Taylor Aikin, Associate Partner at MBB, reflects on the challenge of designing sacred places that can slip nimbly to community spaces without losing their identities, in Faith & Form.
The Shifting Borders Between Sacred Place and Secular Space
Taylor Aikin, AIA
Faith & Form Vol. 51, Issue 3
Community and Sanctuary – Defining Sacred Space
Throwing open the doors of a house of worship lets the sacred spill out into the community, yet the opposite happens, too. As congregations engage their communities, their places of worship risk their own secularization. What, then, does sacred space mean in this context? The answer involves the delineation of sacred space from everything else, and the language of sacredness itself.
Setting aside the familiar spectrum of solutions – a sanctuary used for no purpose but worship, or the meetinghouse model where community is recognized as sacred unto itself – we should delve into the contested territories that characterize many houses of worship. How does a sanctuary feel like a sanctuary if it also serves support group meetings and youth group dodgeball, parenting classes, and performing arts? How does a sanctuary feel like a sanctuary to congregations of different faiths that share worship space?
One architectural element provides an adaptable solution: the threshold. Thresholds are designed to be crossed. Distinct from barriers, they are in fact always part of a passage. Importantly, they signal a change — the moment between there and here. From the sidewalk outside to the sanctuary within, focusing on meaningful thresholds can make a sacred space feel both permeable yet distinct.
Formal manifestations of sacred thresholds are familiar (the dais, the bimah, the altar) as are elements marking a space within a space (baldachins and mandaps), but there are subtler variants as well. Changes in proportion, lighting, materials, and acoustics and can all signal a transition from the temporal to the sublime.
But how is a space identified as sacred? All faiths have visual cues to connote sacredness in architecture. Each has specific iconography or implements of worship; some are universal. Verticality, a point of focus, richness of material, an elevated plane — these architectural qualities communicate solemnity and dignity in ways that adapt across the faith spectrum, while remaining accessible to secular communities.

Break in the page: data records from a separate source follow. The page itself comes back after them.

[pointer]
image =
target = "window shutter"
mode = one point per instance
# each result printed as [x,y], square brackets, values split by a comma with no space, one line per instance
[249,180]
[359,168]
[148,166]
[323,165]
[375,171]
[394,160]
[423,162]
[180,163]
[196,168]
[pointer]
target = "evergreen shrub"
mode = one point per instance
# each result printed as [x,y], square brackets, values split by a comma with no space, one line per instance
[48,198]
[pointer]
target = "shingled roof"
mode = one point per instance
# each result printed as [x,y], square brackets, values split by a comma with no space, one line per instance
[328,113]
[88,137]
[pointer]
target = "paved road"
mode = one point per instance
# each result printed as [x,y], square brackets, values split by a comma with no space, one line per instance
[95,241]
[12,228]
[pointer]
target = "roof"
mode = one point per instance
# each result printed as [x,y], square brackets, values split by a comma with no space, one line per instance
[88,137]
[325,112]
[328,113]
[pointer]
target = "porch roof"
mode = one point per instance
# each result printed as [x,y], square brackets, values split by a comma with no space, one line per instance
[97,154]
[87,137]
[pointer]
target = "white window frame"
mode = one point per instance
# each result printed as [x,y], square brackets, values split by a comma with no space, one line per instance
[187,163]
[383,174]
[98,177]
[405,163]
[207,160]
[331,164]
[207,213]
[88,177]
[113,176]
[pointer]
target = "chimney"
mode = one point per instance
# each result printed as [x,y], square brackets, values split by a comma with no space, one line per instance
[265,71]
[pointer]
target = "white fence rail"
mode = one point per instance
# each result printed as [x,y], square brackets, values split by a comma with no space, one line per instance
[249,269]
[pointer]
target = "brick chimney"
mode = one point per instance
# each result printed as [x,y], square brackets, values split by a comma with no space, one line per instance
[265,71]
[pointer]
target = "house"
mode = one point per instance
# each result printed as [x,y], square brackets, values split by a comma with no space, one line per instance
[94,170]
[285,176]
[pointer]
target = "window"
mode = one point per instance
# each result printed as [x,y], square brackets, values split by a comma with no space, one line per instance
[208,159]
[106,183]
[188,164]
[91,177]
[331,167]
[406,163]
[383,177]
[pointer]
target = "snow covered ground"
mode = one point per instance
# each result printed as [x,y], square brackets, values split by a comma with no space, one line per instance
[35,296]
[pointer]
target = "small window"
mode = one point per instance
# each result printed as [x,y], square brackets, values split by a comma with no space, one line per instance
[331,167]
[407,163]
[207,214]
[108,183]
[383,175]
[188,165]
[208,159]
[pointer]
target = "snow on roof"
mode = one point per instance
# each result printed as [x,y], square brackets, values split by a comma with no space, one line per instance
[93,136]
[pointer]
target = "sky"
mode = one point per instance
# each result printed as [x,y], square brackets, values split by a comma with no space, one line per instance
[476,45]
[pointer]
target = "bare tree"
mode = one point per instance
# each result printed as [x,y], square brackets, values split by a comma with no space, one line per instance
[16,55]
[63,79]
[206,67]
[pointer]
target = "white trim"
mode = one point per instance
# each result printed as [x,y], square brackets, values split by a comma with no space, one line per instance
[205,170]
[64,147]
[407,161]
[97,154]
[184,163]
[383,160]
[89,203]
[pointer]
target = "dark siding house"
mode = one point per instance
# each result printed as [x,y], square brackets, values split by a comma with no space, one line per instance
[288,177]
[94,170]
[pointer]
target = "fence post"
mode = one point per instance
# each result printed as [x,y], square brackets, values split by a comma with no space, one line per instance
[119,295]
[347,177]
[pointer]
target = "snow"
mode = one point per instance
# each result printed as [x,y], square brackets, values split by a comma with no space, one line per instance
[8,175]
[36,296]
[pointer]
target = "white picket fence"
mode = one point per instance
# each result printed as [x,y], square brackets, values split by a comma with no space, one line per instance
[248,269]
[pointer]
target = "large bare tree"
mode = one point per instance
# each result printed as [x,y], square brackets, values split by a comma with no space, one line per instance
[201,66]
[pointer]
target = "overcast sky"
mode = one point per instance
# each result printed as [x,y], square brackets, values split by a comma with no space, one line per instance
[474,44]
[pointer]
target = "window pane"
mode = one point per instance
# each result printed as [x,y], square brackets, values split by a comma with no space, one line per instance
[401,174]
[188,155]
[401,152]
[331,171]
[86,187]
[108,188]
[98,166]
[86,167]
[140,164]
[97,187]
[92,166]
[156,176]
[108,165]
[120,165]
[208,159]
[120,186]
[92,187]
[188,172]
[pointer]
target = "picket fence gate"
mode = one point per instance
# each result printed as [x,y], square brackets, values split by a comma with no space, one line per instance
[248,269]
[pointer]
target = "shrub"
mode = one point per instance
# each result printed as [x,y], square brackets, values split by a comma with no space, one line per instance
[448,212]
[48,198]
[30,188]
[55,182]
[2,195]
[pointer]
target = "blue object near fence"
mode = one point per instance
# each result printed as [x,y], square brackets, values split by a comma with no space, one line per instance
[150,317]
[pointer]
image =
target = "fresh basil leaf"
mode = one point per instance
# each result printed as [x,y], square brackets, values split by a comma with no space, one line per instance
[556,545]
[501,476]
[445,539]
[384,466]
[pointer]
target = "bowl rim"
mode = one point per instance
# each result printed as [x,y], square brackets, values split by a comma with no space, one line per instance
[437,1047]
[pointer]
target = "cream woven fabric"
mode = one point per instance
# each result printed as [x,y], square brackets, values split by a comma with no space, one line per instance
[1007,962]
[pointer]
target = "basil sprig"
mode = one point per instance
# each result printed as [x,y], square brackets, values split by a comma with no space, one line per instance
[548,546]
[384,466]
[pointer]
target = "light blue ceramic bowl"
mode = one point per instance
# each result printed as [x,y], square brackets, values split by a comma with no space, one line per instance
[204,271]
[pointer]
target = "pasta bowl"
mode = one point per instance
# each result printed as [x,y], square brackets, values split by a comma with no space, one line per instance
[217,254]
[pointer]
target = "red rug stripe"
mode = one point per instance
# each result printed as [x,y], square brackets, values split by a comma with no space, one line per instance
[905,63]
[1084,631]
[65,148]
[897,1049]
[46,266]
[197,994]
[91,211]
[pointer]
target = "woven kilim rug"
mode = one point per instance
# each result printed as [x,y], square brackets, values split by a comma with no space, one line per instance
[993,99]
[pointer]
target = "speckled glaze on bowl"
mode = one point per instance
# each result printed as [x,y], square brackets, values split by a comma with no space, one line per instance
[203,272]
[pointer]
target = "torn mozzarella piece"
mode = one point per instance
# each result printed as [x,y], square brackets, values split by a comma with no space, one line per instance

By communicating sacredness in universal terms and by allowing a permeable delineation of sacred space, congregations can preserve and strengthen their identities as sacred places while building a closer synergy between liturgical and pastoral mission.
— Taylor Aikin, AIA
The author is an associate and senior project architect with Murphy Burnham & Buttrick (MBB) Architects in New York and worked on the recent restoration of St. Patrick’s Cathedral.